The door in question swings towards the right side of a person using this exit. The plaintiff’s injury consisted of a fracture of her left hip. The undisputed testimony was that there were no bruises on the plaintiff’s body other than on her left hip.

Nowhere did the plaintiff specify or show in just what manner the defendant was supposed to have been negligent. Plaintiff’s amended complaint alleged: “It was the duty of the defendant to keep and maintain said premises and said door and apparatus in a reasonably safe condition for its customers and ’invitees, including not only normal persons, * * * but aged and infirm persons, including this plaintiff, then almost 78 years of age. While the plaintiff was in the process of leaving said store through said door, she was struck by said door and was thrown to the pavement. * * * There were no warning signs * *. * * * Plaintiff had no manual control of said door * * *. Plaintiff * * * was struck by said door, while in the exercise of that degree of ordinary care required of this particular plaintiff. * * * Plaintiff had no notice or knowledge of two areas on the floor of said door which constituted blind spots or unsafe spots at which a person could be struck by said door. * * * and plaintiff was struck at said area by said • door, and was caused to fall and to be injured.”

Nor are we informed by the Findings of Fact of the District Court what constituted negligence on the part of the defendant. The court’s Finding No. 6 states: “Said door faced outward in a southerly direction. Plaintiff had no notice or knowledge that an area existed at and toward the north of the threshold of said door which constituted an unsafe area in which the plaintiff, a ’person of slender build, could be struck by said door while hesitating or standing at said area; and plaintiff was struck at said area by said door, and was caused to fall and to be injured.” The repetition of the word “unsafe” in the court’s finding as the word had been used in the plaintiff’s amended complaint to describe a “dead spot” just north of the threshold is the only indication by the court of what it may have considered the breach by the defendant of its duty to the plaintiff.

One other factor which the trial judge apparently considered in arriving at the finding of defendant’s negligence should be considered. The man who was the manager of this store at the time of the accident testified that he had sent in a written report of this accident to the main office of the defendant company.
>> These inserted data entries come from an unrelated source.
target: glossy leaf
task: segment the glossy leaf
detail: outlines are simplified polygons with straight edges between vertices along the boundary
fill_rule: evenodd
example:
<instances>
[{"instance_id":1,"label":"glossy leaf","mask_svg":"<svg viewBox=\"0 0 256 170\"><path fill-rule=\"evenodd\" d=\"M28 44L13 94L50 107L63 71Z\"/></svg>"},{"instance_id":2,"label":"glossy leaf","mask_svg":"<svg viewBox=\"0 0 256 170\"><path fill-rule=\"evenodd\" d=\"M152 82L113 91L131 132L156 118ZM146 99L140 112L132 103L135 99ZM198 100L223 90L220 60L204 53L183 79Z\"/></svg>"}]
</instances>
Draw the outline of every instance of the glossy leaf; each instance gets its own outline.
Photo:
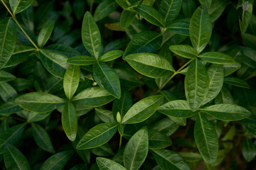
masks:
<instances>
[{"instance_id":1,"label":"glossy leaf","mask_svg":"<svg viewBox=\"0 0 256 170\"><path fill-rule=\"evenodd\" d=\"M4 164L8 169L31 169L28 159L17 148L7 144L4 152Z\"/></svg>"},{"instance_id":2,"label":"glossy leaf","mask_svg":"<svg viewBox=\"0 0 256 170\"><path fill-rule=\"evenodd\" d=\"M201 109L211 116L223 120L238 120L251 114L247 109L234 104L217 104Z\"/></svg>"},{"instance_id":3,"label":"glossy leaf","mask_svg":"<svg viewBox=\"0 0 256 170\"><path fill-rule=\"evenodd\" d=\"M162 38L154 31L142 31L130 41L124 51L124 59L128 55L141 52L155 52L161 46Z\"/></svg>"},{"instance_id":4,"label":"glossy leaf","mask_svg":"<svg viewBox=\"0 0 256 170\"><path fill-rule=\"evenodd\" d=\"M78 66L70 65L64 75L63 87L65 94L69 99L75 94L80 80L80 68Z\"/></svg>"},{"instance_id":5,"label":"glossy leaf","mask_svg":"<svg viewBox=\"0 0 256 170\"><path fill-rule=\"evenodd\" d=\"M197 114L198 111L192 111L186 101L172 101L162 106L158 109L158 111L166 115L186 118Z\"/></svg>"},{"instance_id":6,"label":"glossy leaf","mask_svg":"<svg viewBox=\"0 0 256 170\"><path fill-rule=\"evenodd\" d=\"M93 77L102 89L117 98L121 97L120 81L117 72L111 67L103 62L95 64Z\"/></svg>"},{"instance_id":7,"label":"glossy leaf","mask_svg":"<svg viewBox=\"0 0 256 170\"><path fill-rule=\"evenodd\" d=\"M185 93L188 105L193 111L203 104L209 89L209 76L199 60L190 65L185 77Z\"/></svg>"},{"instance_id":8,"label":"glossy leaf","mask_svg":"<svg viewBox=\"0 0 256 170\"><path fill-rule=\"evenodd\" d=\"M32 132L36 144L42 149L55 153L50 138L45 129L36 123L32 123Z\"/></svg>"},{"instance_id":9,"label":"glossy leaf","mask_svg":"<svg viewBox=\"0 0 256 170\"><path fill-rule=\"evenodd\" d=\"M55 24L55 21L49 20L45 25L42 27L41 30L39 32L38 38L38 44L39 47L43 47L49 40L50 35L53 30L53 27Z\"/></svg>"},{"instance_id":10,"label":"glossy leaf","mask_svg":"<svg viewBox=\"0 0 256 170\"><path fill-rule=\"evenodd\" d=\"M118 4L114 0L105 0L97 6L95 12L94 13L94 18L95 21L107 16L110 13L113 12L117 8Z\"/></svg>"},{"instance_id":11,"label":"glossy leaf","mask_svg":"<svg viewBox=\"0 0 256 170\"><path fill-rule=\"evenodd\" d=\"M224 70L222 65L212 64L207 72L210 79L209 90L203 105L215 98L221 91L223 85Z\"/></svg>"},{"instance_id":12,"label":"glossy leaf","mask_svg":"<svg viewBox=\"0 0 256 170\"><path fill-rule=\"evenodd\" d=\"M168 149L151 150L151 153L161 169L191 169L181 155Z\"/></svg>"},{"instance_id":13,"label":"glossy leaf","mask_svg":"<svg viewBox=\"0 0 256 170\"><path fill-rule=\"evenodd\" d=\"M96 162L100 170L115 170L115 169L125 170L126 169L124 166L122 166L119 164L107 158L97 157L96 158Z\"/></svg>"},{"instance_id":14,"label":"glossy leaf","mask_svg":"<svg viewBox=\"0 0 256 170\"><path fill-rule=\"evenodd\" d=\"M177 34L183 35L189 35L189 23L177 22L171 23L168 26L168 30L171 30Z\"/></svg>"},{"instance_id":15,"label":"glossy leaf","mask_svg":"<svg viewBox=\"0 0 256 170\"><path fill-rule=\"evenodd\" d=\"M13 126L8 130L0 133L0 153L4 152L6 144L14 144L21 137L25 130L26 123L21 123Z\"/></svg>"},{"instance_id":16,"label":"glossy leaf","mask_svg":"<svg viewBox=\"0 0 256 170\"><path fill-rule=\"evenodd\" d=\"M159 12L164 16L164 23L168 26L178 16L182 5L182 0L162 0Z\"/></svg>"},{"instance_id":17,"label":"glossy leaf","mask_svg":"<svg viewBox=\"0 0 256 170\"><path fill-rule=\"evenodd\" d=\"M210 40L212 24L206 7L201 6L192 16L189 35L193 47L199 54Z\"/></svg>"},{"instance_id":18,"label":"glossy leaf","mask_svg":"<svg viewBox=\"0 0 256 170\"><path fill-rule=\"evenodd\" d=\"M197 57L196 50L187 45L171 45L169 49L175 54L184 58L193 59Z\"/></svg>"},{"instance_id":19,"label":"glossy leaf","mask_svg":"<svg viewBox=\"0 0 256 170\"><path fill-rule=\"evenodd\" d=\"M107 142L117 130L118 124L105 123L91 128L79 141L77 149L94 148Z\"/></svg>"},{"instance_id":20,"label":"glossy leaf","mask_svg":"<svg viewBox=\"0 0 256 170\"><path fill-rule=\"evenodd\" d=\"M78 118L75 108L70 101L64 105L61 114L61 123L68 139L74 141L78 132Z\"/></svg>"},{"instance_id":21,"label":"glossy leaf","mask_svg":"<svg viewBox=\"0 0 256 170\"><path fill-rule=\"evenodd\" d=\"M151 78L161 78L169 75L174 69L164 57L151 53L129 55L125 60L136 71Z\"/></svg>"},{"instance_id":22,"label":"glossy leaf","mask_svg":"<svg viewBox=\"0 0 256 170\"><path fill-rule=\"evenodd\" d=\"M45 68L53 76L63 78L68 68L68 57L46 50L40 50L40 59Z\"/></svg>"},{"instance_id":23,"label":"glossy leaf","mask_svg":"<svg viewBox=\"0 0 256 170\"><path fill-rule=\"evenodd\" d=\"M110 51L100 56L100 60L101 62L110 62L119 57L124 52L122 50Z\"/></svg>"},{"instance_id":24,"label":"glossy leaf","mask_svg":"<svg viewBox=\"0 0 256 170\"><path fill-rule=\"evenodd\" d=\"M132 23L134 17L136 16L136 12L124 9L121 14L120 19L120 26L122 28L125 28L129 27L129 25Z\"/></svg>"},{"instance_id":25,"label":"glossy leaf","mask_svg":"<svg viewBox=\"0 0 256 170\"><path fill-rule=\"evenodd\" d=\"M86 50L97 60L101 45L100 33L93 17L88 11L85 13L82 21L82 40Z\"/></svg>"},{"instance_id":26,"label":"glossy leaf","mask_svg":"<svg viewBox=\"0 0 256 170\"><path fill-rule=\"evenodd\" d=\"M92 57L78 55L69 58L67 62L74 65L90 65L96 63L97 61Z\"/></svg>"},{"instance_id":27,"label":"glossy leaf","mask_svg":"<svg viewBox=\"0 0 256 170\"><path fill-rule=\"evenodd\" d=\"M144 98L132 106L124 115L122 123L132 124L145 120L156 111L163 101L161 95Z\"/></svg>"},{"instance_id":28,"label":"glossy leaf","mask_svg":"<svg viewBox=\"0 0 256 170\"><path fill-rule=\"evenodd\" d=\"M99 107L110 103L114 98L112 95L100 87L90 87L73 97L73 101L74 103L87 107Z\"/></svg>"},{"instance_id":29,"label":"glossy leaf","mask_svg":"<svg viewBox=\"0 0 256 170\"><path fill-rule=\"evenodd\" d=\"M232 64L234 59L229 55L218 52L208 52L198 56L203 60L213 64Z\"/></svg>"},{"instance_id":30,"label":"glossy leaf","mask_svg":"<svg viewBox=\"0 0 256 170\"><path fill-rule=\"evenodd\" d=\"M29 7L33 0L10 0L10 6L13 13L17 14Z\"/></svg>"},{"instance_id":31,"label":"glossy leaf","mask_svg":"<svg viewBox=\"0 0 256 170\"><path fill-rule=\"evenodd\" d=\"M124 152L124 166L127 169L139 169L146 157L148 150L148 130L143 128L132 137L125 146Z\"/></svg>"},{"instance_id":32,"label":"glossy leaf","mask_svg":"<svg viewBox=\"0 0 256 170\"><path fill-rule=\"evenodd\" d=\"M214 164L217 160L218 141L216 130L206 117L199 113L194 127L196 146L203 160L209 164Z\"/></svg>"},{"instance_id":33,"label":"glossy leaf","mask_svg":"<svg viewBox=\"0 0 256 170\"><path fill-rule=\"evenodd\" d=\"M245 81L237 77L225 77L224 82L235 86L250 89L250 85Z\"/></svg>"},{"instance_id":34,"label":"glossy leaf","mask_svg":"<svg viewBox=\"0 0 256 170\"><path fill-rule=\"evenodd\" d=\"M21 108L35 112L46 112L64 104L65 101L56 96L43 93L31 92L23 94L15 100Z\"/></svg>"},{"instance_id":35,"label":"glossy leaf","mask_svg":"<svg viewBox=\"0 0 256 170\"><path fill-rule=\"evenodd\" d=\"M154 8L146 5L139 5L134 9L149 23L164 28L164 18Z\"/></svg>"},{"instance_id":36,"label":"glossy leaf","mask_svg":"<svg viewBox=\"0 0 256 170\"><path fill-rule=\"evenodd\" d=\"M40 170L63 169L73 154L74 151L73 150L55 154L43 162Z\"/></svg>"},{"instance_id":37,"label":"glossy leaf","mask_svg":"<svg viewBox=\"0 0 256 170\"><path fill-rule=\"evenodd\" d=\"M0 69L10 60L15 49L16 30L14 21L6 18L0 22Z\"/></svg>"}]
</instances>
The plaintiff subpoenaed the defendant to produce this report but the attorneys for the defendant and the persons *883 having charge of the defendant’s files on accidents testified that the company did not have such a report, and that such a report was not among the papers or in the files of the defendant. One of the papers produced did show that this accident had been reported to the defendant but there was testimony to the effect that the report was made orally.

The trial judge expressly found that Albert M. Howard, who conducted the trial for the defense, and Edward Vorbeck, attorney and assistant secretary for the defendant company, both “exercised the best of faith,” and stated that he was not charging either of them with bad faith. The trial judge made this statement after Vor-beck had testified that he had continuously had charge of all of the defendant’s customer accident records since prior to the time of this accident; that he did not remember of ever having received a written report on the Ernst accident from the store manager; and that he had searched the defendant’s files and records and had found no such report.